Selma, Alabama—I am in a school gymnasium, staring at bleachers filled with kids. I have no idea why I’m here.
I don’t know why 140 students are staring at me. I don’t know why I have a microphone in my hand. I don’t know what I’m doing with my life.
I have spoken in a lot of schools in my time. Sometimes it goes well, sometimes it feels like having your soul sucked from your body.
Nevertheless, I am trying to deliver tales the best I can to these kids who are smarter than I am. But I’m struggling.
A few months ago, I told stories in a school in Lower Alabama. The children gathered into the gymnasium and stared at me for sixty minutes while I spoke. Not single child even blinked—not even when I told my top-shelf jokes.
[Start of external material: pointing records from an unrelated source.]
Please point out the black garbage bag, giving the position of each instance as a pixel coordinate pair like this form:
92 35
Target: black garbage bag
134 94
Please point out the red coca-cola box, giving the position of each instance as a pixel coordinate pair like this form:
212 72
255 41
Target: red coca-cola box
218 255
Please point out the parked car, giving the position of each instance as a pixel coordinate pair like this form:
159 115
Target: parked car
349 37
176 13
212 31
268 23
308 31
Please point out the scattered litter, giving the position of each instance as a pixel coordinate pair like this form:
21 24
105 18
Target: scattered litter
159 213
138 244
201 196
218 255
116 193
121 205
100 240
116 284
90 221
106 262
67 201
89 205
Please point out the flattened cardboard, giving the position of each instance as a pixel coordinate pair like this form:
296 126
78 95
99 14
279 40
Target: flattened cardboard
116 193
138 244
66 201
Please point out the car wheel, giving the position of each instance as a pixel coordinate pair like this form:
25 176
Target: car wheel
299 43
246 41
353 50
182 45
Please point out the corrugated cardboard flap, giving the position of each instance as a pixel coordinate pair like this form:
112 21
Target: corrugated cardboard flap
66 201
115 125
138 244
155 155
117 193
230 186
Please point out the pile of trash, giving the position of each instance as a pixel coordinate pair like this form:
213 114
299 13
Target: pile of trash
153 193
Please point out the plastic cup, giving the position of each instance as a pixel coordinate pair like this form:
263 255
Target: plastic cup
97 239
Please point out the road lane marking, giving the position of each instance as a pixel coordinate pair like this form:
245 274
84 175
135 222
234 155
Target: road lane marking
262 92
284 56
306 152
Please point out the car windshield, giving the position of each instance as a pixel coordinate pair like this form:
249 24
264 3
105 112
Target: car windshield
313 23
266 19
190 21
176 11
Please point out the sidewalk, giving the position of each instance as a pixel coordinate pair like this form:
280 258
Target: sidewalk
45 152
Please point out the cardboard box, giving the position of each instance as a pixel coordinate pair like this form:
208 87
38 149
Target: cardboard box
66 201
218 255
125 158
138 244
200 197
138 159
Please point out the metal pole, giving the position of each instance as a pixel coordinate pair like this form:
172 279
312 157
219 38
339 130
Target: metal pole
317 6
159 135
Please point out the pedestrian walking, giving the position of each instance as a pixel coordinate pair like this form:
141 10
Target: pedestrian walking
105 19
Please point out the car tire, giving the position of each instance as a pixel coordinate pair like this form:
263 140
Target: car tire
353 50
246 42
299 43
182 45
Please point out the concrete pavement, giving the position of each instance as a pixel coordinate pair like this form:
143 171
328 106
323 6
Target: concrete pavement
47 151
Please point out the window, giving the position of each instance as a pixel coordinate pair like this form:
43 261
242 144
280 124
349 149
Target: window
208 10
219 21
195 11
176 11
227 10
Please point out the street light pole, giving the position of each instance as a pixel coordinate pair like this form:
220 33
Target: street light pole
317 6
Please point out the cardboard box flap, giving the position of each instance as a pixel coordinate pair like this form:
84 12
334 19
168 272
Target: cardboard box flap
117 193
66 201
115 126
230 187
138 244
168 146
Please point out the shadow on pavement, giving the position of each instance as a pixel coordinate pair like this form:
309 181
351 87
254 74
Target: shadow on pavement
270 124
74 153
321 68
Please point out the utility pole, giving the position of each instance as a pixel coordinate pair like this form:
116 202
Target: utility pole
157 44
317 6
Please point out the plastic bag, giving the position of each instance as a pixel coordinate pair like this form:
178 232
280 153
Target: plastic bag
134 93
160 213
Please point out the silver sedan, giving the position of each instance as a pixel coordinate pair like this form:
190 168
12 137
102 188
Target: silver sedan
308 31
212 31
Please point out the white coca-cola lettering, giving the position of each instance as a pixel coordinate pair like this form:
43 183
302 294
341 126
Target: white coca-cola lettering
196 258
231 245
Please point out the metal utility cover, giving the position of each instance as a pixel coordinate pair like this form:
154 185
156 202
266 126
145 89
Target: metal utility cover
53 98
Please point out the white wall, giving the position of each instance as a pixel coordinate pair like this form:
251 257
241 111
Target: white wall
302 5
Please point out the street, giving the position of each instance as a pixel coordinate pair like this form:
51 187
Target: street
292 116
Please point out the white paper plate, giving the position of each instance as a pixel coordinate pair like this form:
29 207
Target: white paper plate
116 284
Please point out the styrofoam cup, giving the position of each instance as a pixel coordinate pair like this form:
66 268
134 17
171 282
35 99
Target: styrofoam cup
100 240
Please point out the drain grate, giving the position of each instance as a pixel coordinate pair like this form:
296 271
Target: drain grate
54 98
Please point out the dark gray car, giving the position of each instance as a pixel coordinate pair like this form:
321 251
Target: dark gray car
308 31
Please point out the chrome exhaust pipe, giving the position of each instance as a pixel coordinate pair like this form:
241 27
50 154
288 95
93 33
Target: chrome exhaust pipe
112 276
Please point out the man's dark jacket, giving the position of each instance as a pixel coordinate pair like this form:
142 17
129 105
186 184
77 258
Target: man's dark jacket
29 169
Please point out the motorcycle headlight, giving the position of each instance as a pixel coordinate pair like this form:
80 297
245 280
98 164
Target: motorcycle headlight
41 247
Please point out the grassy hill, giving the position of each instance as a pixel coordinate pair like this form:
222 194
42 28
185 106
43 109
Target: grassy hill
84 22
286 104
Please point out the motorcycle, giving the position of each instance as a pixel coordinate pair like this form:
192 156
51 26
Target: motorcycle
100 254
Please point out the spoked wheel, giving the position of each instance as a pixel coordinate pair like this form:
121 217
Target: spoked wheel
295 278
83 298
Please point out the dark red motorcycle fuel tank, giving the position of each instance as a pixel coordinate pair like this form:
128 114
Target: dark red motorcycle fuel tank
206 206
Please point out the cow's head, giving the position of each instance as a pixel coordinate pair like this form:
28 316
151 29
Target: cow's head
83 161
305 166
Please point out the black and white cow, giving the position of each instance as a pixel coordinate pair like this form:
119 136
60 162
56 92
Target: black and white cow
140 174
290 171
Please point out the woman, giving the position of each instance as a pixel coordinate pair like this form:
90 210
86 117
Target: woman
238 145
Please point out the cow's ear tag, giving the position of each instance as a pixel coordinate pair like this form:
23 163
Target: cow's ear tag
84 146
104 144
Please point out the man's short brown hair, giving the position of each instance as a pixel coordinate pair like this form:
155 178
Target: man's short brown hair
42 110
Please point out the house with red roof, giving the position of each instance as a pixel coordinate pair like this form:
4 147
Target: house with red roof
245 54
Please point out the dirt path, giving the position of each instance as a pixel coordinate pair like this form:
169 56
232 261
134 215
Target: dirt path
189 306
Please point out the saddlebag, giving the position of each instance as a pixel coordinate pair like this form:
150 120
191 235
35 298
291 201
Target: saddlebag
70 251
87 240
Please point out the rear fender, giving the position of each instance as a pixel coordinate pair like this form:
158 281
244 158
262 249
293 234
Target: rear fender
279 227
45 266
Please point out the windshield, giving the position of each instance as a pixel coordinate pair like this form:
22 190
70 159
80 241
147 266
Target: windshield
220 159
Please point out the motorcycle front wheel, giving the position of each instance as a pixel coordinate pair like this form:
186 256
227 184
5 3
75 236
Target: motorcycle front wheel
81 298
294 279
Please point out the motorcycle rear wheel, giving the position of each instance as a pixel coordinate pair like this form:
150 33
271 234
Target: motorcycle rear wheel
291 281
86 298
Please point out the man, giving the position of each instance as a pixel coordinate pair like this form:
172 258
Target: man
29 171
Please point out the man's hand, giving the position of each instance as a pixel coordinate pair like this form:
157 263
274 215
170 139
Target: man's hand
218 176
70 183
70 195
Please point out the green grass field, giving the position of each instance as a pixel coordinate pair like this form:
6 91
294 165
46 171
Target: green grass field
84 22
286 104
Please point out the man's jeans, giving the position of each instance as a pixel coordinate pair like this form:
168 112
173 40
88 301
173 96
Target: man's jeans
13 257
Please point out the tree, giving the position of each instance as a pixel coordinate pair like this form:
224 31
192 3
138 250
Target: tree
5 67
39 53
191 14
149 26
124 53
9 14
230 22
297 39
But there was a little boy in the front row who listened with both ears. And I’ll never forget him. He laughed at everything I said. Even things that weren’t
He was 8 years old. He wore hunting boots, blue jeans, and a stained T-shirt. And even though I was a flop that day, he clapped like we were at Carnegie Hall.
When storytime was over, I wanted to hide beneath a rock and only come out for Christmas dinner. But before I could leave the gymnasium, the kid came galloping toward me.
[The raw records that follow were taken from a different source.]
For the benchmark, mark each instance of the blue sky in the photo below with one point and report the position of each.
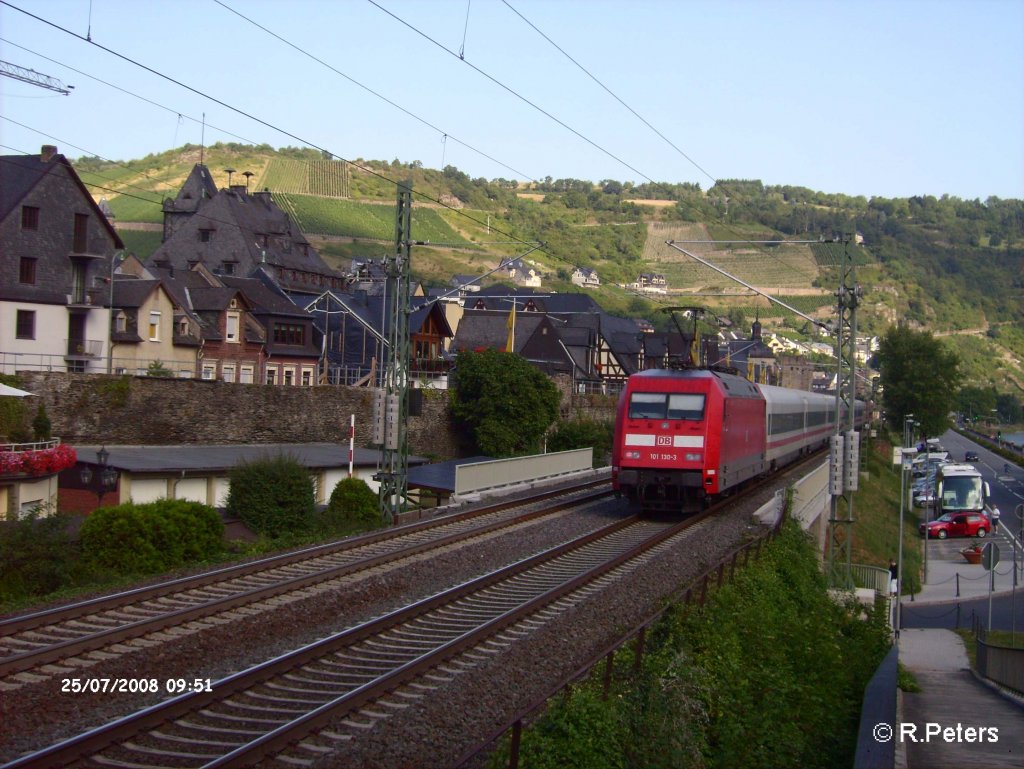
(865, 97)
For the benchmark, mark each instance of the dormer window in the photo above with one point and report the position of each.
(231, 331)
(30, 217)
(80, 245)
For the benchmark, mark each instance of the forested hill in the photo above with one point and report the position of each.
(940, 263)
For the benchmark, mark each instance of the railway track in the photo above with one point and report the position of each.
(31, 642)
(304, 705)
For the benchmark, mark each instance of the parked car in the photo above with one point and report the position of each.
(924, 498)
(956, 524)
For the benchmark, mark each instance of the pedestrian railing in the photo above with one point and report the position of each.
(870, 577)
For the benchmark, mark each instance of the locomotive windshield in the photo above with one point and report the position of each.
(667, 406)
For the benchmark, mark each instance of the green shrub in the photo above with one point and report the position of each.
(36, 556)
(151, 538)
(352, 505)
(272, 497)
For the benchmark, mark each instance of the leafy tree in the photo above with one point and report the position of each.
(272, 497)
(976, 402)
(506, 403)
(919, 376)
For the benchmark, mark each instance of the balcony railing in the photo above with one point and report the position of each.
(84, 347)
(40, 458)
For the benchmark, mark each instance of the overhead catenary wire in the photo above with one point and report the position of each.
(511, 90)
(659, 134)
(312, 144)
(445, 134)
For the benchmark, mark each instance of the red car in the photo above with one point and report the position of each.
(956, 524)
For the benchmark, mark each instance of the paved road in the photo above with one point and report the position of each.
(954, 720)
(985, 728)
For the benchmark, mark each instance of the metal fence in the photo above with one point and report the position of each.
(1001, 665)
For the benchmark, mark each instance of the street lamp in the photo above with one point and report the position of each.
(107, 478)
(903, 467)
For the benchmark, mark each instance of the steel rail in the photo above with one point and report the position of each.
(89, 642)
(276, 739)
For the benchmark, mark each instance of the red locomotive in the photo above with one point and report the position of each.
(683, 437)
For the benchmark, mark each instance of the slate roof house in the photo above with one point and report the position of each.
(233, 231)
(151, 328)
(593, 347)
(357, 331)
(752, 357)
(249, 331)
(56, 251)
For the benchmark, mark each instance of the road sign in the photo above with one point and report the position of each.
(989, 555)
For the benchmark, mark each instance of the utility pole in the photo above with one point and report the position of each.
(391, 402)
(34, 78)
(846, 439)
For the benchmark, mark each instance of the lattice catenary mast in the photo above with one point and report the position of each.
(34, 78)
(391, 401)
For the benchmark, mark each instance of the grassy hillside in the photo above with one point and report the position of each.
(945, 265)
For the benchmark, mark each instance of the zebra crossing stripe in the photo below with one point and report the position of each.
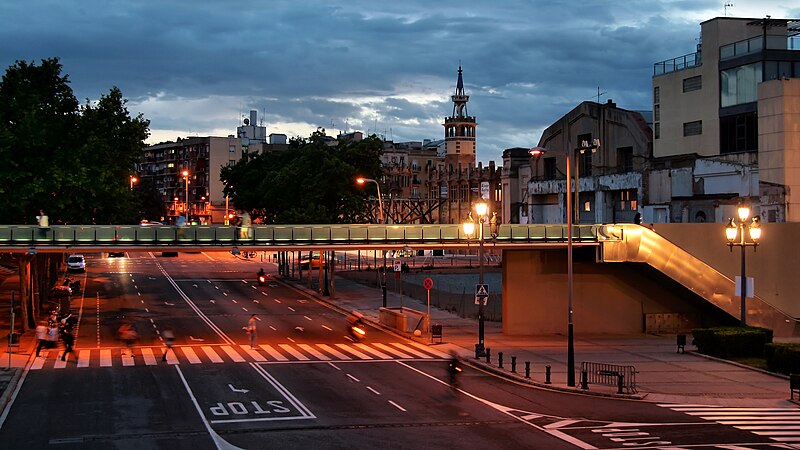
(408, 349)
(290, 350)
(212, 355)
(252, 353)
(274, 353)
(377, 353)
(333, 351)
(314, 352)
(147, 354)
(105, 358)
(388, 349)
(233, 354)
(84, 357)
(353, 351)
(189, 353)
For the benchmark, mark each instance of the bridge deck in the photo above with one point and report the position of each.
(20, 238)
“Hey!” he said. “I wanna shake your hand, man!”
His hand was clammy, he was missing two front teeth, and he was as cute as a duck in a hat.
He said, “How do I be a storyteller guy like you? Is it hard to learn? I wanna do what you do.”
The truth is, I don’t actually know how to tell stories, I just pretend to. Furthermore, I don’t know why anyone would listen to them.